Python Sucks

SQL window functions. Basic

Feb. 22, 2024

Pretty often SQL is used to calculate different metrics or to aggregate values and measurements. Alongside with aggregating functions there are windows functions, which are used widely.

As an example we're going to use a small table with sudents' subjects & marks. This is how the table looks like in the DB

create table student_grades 
(
    name varchar,
    subject varchar,
    grade int
);

insert into student_grades
values
    ('Peter', 'english', 4),
    ('Peter', 'physics', 5),
    ('Peter', 'history', 4),
    ('Mary', 'math', 4),
    ('Mary', 'english', 4),
    ('Mary', 'physics', 5),
    ('Mary', 'history', 3);

select * from student_grades;

name	subject	grade
Peter	english	4
Peter	physics	5
Peter	history	4
Mary	math	4
Mary	english	4
Mary	physics	5
Mary	history	3

Window function in SQL - is a function, which works with a set of rows (aka window, partition) and makes calculations for the set in a separate column.

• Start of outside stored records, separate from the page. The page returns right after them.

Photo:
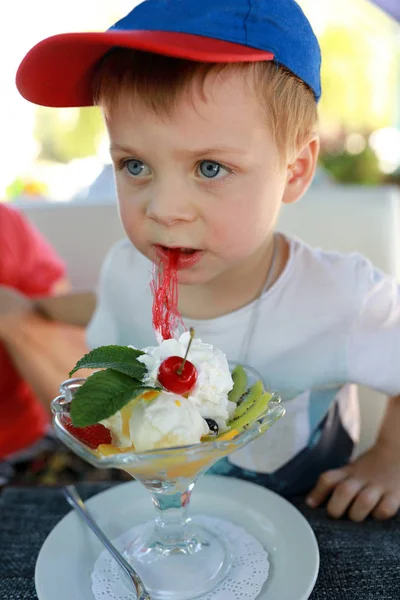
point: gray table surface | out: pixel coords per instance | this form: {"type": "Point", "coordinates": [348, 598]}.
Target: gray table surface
{"type": "Point", "coordinates": [358, 561]}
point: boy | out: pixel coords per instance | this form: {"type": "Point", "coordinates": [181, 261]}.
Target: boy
{"type": "Point", "coordinates": [211, 112]}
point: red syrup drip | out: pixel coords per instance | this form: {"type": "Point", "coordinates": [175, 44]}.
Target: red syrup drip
{"type": "Point", "coordinates": [164, 286]}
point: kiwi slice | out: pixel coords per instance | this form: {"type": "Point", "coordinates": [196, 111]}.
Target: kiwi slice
{"type": "Point", "coordinates": [248, 400]}
{"type": "Point", "coordinates": [253, 412]}
{"type": "Point", "coordinates": [239, 377]}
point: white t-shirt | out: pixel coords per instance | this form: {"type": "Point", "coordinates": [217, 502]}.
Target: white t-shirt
{"type": "Point", "coordinates": [330, 320]}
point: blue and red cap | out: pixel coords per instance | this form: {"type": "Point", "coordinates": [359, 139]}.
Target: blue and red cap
{"type": "Point", "coordinates": [58, 70]}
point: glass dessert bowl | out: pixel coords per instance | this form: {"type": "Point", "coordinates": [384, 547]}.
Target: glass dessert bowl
{"type": "Point", "coordinates": [174, 556]}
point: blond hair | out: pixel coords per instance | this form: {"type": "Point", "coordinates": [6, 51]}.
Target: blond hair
{"type": "Point", "coordinates": [159, 81]}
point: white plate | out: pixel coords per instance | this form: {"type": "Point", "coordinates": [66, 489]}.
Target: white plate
{"type": "Point", "coordinates": [65, 562]}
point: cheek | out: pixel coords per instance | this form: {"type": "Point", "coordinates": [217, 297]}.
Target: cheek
{"type": "Point", "coordinates": [240, 226]}
{"type": "Point", "coordinates": [131, 214]}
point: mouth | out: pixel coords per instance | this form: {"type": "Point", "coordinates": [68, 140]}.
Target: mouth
{"type": "Point", "coordinates": [186, 257]}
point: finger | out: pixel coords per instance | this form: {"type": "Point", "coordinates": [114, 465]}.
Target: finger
{"type": "Point", "coordinates": [365, 502]}
{"type": "Point", "coordinates": [343, 496]}
{"type": "Point", "coordinates": [325, 484]}
{"type": "Point", "coordinates": [387, 507]}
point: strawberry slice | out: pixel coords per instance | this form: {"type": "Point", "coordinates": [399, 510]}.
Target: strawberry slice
{"type": "Point", "coordinates": [92, 436]}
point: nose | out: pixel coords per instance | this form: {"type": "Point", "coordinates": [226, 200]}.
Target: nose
{"type": "Point", "coordinates": [170, 203]}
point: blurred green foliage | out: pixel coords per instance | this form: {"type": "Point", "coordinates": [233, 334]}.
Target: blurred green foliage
{"type": "Point", "coordinates": [362, 168]}
{"type": "Point", "coordinates": [68, 133]}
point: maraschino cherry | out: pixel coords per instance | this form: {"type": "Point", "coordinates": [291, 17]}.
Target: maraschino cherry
{"type": "Point", "coordinates": [178, 375]}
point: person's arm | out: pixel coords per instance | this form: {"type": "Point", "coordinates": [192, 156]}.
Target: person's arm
{"type": "Point", "coordinates": [44, 352]}
{"type": "Point", "coordinates": [370, 485]}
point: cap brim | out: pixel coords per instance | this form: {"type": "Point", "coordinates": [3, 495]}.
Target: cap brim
{"type": "Point", "coordinates": [57, 71]}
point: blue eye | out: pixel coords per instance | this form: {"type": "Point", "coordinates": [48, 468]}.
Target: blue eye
{"type": "Point", "coordinates": [136, 167]}
{"type": "Point", "coordinates": [209, 169]}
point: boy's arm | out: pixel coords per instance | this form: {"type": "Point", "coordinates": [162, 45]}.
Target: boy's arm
{"type": "Point", "coordinates": [43, 351]}
{"type": "Point", "coordinates": [370, 484]}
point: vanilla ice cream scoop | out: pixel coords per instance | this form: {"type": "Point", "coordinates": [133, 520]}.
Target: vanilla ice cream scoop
{"type": "Point", "coordinates": [167, 421]}
{"type": "Point", "coordinates": [214, 380]}
{"type": "Point", "coordinates": [162, 419]}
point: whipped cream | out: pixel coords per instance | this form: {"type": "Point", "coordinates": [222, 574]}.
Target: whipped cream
{"type": "Point", "coordinates": [214, 379]}
{"type": "Point", "coordinates": [170, 419]}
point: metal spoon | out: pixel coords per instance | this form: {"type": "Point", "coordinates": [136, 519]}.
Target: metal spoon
{"type": "Point", "coordinates": [73, 498]}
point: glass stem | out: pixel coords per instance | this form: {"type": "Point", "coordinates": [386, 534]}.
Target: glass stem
{"type": "Point", "coordinates": [172, 524]}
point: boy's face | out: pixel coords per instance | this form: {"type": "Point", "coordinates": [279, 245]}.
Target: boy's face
{"type": "Point", "coordinates": [207, 178]}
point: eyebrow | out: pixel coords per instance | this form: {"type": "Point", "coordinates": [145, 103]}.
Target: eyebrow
{"type": "Point", "coordinates": [191, 153]}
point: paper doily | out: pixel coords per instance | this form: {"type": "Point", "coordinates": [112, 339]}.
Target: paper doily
{"type": "Point", "coordinates": [244, 581]}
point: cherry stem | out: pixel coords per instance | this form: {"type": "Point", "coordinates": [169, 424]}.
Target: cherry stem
{"type": "Point", "coordinates": [180, 370]}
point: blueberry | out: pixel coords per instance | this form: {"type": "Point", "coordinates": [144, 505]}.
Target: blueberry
{"type": "Point", "coordinates": [213, 426]}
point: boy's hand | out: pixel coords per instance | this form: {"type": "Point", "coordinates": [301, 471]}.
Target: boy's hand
{"type": "Point", "coordinates": [369, 485]}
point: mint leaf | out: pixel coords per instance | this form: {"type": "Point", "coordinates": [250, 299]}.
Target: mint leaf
{"type": "Point", "coordinates": [119, 358]}
{"type": "Point", "coordinates": [102, 395]}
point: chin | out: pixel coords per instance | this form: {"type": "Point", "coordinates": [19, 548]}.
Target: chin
{"type": "Point", "coordinates": [193, 277]}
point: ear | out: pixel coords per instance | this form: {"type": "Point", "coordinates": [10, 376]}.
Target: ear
{"type": "Point", "coordinates": [300, 173]}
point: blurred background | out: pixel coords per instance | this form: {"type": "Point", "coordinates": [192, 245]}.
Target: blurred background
{"type": "Point", "coordinates": [62, 154]}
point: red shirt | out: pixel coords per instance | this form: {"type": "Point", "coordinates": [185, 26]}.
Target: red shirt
{"type": "Point", "coordinates": [30, 265]}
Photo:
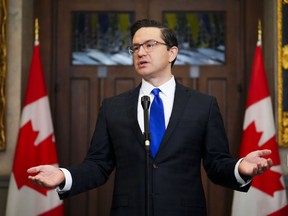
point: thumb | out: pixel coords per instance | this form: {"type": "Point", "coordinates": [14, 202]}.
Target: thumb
{"type": "Point", "coordinates": [34, 169]}
{"type": "Point", "coordinates": [264, 152]}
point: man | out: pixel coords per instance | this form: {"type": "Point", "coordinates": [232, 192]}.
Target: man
{"type": "Point", "coordinates": [194, 134]}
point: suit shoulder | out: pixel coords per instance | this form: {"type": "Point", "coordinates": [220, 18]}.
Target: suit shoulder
{"type": "Point", "coordinates": [196, 93]}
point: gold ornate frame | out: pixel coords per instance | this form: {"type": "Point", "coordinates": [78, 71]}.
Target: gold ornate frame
{"type": "Point", "coordinates": [3, 72]}
{"type": "Point", "coordinates": [282, 68]}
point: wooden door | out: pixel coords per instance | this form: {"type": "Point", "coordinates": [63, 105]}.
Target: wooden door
{"type": "Point", "coordinates": [77, 90]}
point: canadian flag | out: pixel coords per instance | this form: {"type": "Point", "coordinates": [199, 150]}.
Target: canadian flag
{"type": "Point", "coordinates": [36, 145]}
{"type": "Point", "coordinates": [267, 195]}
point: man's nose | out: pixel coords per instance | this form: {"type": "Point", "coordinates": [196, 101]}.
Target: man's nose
{"type": "Point", "coordinates": [141, 50]}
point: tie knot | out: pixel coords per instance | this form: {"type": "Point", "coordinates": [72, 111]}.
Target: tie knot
{"type": "Point", "coordinates": [155, 91]}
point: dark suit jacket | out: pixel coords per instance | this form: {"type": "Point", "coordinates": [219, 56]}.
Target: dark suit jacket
{"type": "Point", "coordinates": [195, 134]}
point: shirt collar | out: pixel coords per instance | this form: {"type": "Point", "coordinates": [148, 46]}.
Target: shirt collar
{"type": "Point", "coordinates": [167, 88]}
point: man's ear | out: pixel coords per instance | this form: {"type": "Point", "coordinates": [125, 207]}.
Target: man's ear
{"type": "Point", "coordinates": [173, 52]}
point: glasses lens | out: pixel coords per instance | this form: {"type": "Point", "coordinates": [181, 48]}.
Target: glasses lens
{"type": "Point", "coordinates": [130, 50]}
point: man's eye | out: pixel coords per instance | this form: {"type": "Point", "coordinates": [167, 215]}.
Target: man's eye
{"type": "Point", "coordinates": [135, 48]}
{"type": "Point", "coordinates": [149, 44]}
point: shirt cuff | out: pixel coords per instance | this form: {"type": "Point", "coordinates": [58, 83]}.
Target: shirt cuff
{"type": "Point", "coordinates": [67, 184]}
{"type": "Point", "coordinates": [239, 179]}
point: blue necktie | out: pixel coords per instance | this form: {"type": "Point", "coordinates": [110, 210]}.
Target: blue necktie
{"type": "Point", "coordinates": [157, 122]}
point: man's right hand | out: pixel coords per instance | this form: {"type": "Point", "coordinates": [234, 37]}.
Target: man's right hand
{"type": "Point", "coordinates": [46, 176]}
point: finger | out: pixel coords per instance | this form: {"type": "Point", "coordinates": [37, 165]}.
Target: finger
{"type": "Point", "coordinates": [34, 169]}
{"type": "Point", "coordinates": [264, 152]}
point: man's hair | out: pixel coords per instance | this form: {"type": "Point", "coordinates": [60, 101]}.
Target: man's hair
{"type": "Point", "coordinates": [166, 33]}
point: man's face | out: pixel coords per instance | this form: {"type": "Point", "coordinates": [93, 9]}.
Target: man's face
{"type": "Point", "coordinates": [152, 59]}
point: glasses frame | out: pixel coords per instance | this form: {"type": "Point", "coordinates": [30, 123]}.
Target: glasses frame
{"type": "Point", "coordinates": [136, 47]}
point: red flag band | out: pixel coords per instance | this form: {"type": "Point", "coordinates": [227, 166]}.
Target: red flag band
{"type": "Point", "coordinates": [35, 146]}
{"type": "Point", "coordinates": [267, 195]}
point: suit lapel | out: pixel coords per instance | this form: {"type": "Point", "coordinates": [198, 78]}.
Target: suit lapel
{"type": "Point", "coordinates": [132, 114]}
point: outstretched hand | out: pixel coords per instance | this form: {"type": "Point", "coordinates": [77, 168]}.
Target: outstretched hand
{"type": "Point", "coordinates": [254, 163]}
{"type": "Point", "coordinates": [47, 176]}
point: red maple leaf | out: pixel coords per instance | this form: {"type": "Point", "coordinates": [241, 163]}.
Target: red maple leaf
{"type": "Point", "coordinates": [28, 154]}
{"type": "Point", "coordinates": [269, 182]}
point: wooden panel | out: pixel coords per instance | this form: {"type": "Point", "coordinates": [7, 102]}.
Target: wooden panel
{"type": "Point", "coordinates": [123, 84]}
{"type": "Point", "coordinates": [218, 88]}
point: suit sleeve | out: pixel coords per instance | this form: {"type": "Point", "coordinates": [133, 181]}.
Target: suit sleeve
{"type": "Point", "coordinates": [98, 163]}
{"type": "Point", "coordinates": [217, 159]}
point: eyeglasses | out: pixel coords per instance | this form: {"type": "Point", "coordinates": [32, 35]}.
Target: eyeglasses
{"type": "Point", "coordinates": [148, 46]}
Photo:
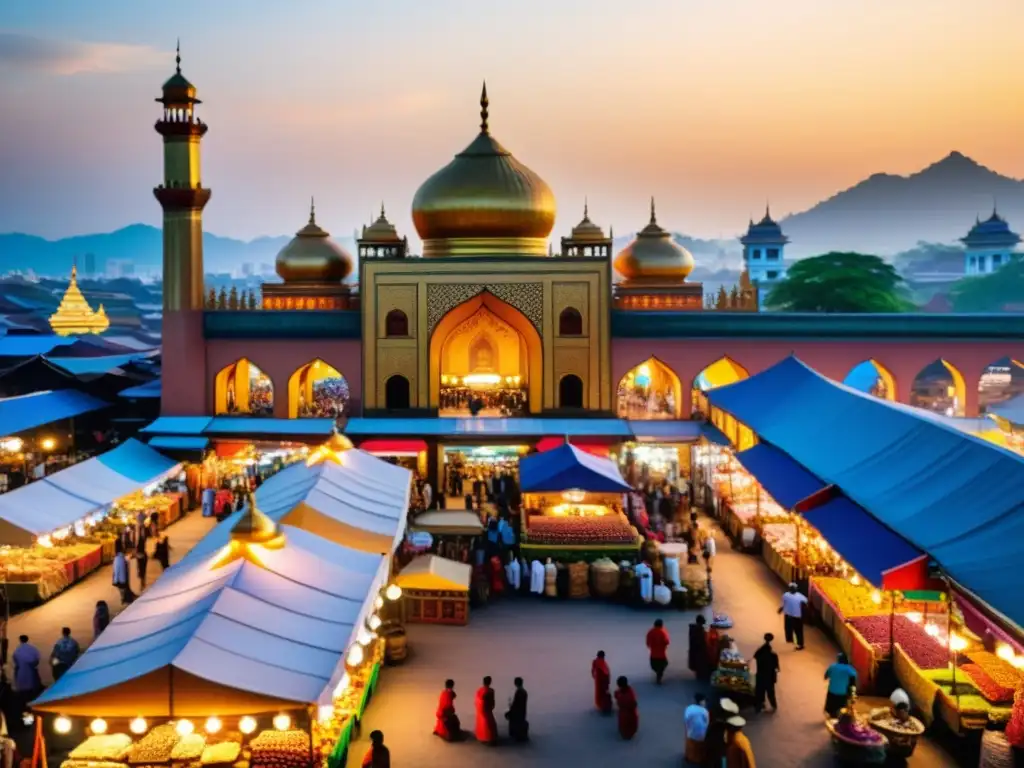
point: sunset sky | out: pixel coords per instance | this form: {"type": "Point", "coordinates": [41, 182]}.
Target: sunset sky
{"type": "Point", "coordinates": [711, 105]}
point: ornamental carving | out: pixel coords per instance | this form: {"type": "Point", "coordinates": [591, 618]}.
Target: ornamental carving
{"type": "Point", "coordinates": [526, 297]}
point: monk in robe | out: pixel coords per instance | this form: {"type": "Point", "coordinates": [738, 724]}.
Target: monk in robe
{"type": "Point", "coordinates": [629, 717]}
{"type": "Point", "coordinates": [486, 726]}
{"type": "Point", "coordinates": [518, 725]}
{"type": "Point", "coordinates": [699, 659]}
{"type": "Point", "coordinates": [378, 756]}
{"type": "Point", "coordinates": [602, 682]}
{"type": "Point", "coordinates": [448, 726]}
{"type": "Point", "coordinates": [738, 753]}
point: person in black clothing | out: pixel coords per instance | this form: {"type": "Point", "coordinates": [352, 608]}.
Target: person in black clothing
{"type": "Point", "coordinates": [766, 675]}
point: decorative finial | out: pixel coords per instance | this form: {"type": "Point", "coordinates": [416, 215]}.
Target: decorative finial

Partitions (windows) - is a set of rows specified for a window function with a column(s) of the table. Paritions for every window function in a query can be divided into different table columns.

name	subject	grade
Peter	english	4
Peter	physics	5
Peter	history	4
Mary	math	4
Mary	english	4
Mary	physics	5
Mary	history	3

Partitions by the name field

What is the main difference between window functions and aggregate grouping functions?

When using the aggregate functions the statement GROUP BY reduces the number of records in result by grouping them.

name	subject	grade
Peter	english	4
Peter	physics	5
Peter	history	4
Mary	math	4
Mary	english	4
Mary	physics	5
Mary	history	3

name	average grade
Peter	4.3
Mary	4

Using the window functions doesn't reduce the amount of records in comparison to the initial table.

name	subject	grade	average grade
Peter	english	4	4.3
Peter	physics	5	4.3
Peter	history	4	4.3
Mary	math	4	4
Mary	english	4	4
Mary	physics	5	4
Mary	history	3	4

The order of calculating window functions in an SQL query.

SELECT	list of columns, window functions
FROM	table, joint tables, subquery
WHERE	filtering clause
GROUP	list of columns
HAVING	aggregation filtering clause
ORDER BY	list of columns / window functions

First of all, the command for selecting tables, joining them, and possible subqueries under the FROM command is executed.
Then goes WHERE filtration, grouping with GROUP BY and possible HAVING filter
After that column selection command is applied alongside with the calculating of window functions
At the end ORDER BY sorting is executed - here you can specify a window function column as well

It's important to remember that partitions of window functions are created after the table is grouped with GROUP BY command (in case if the last one participate in a query).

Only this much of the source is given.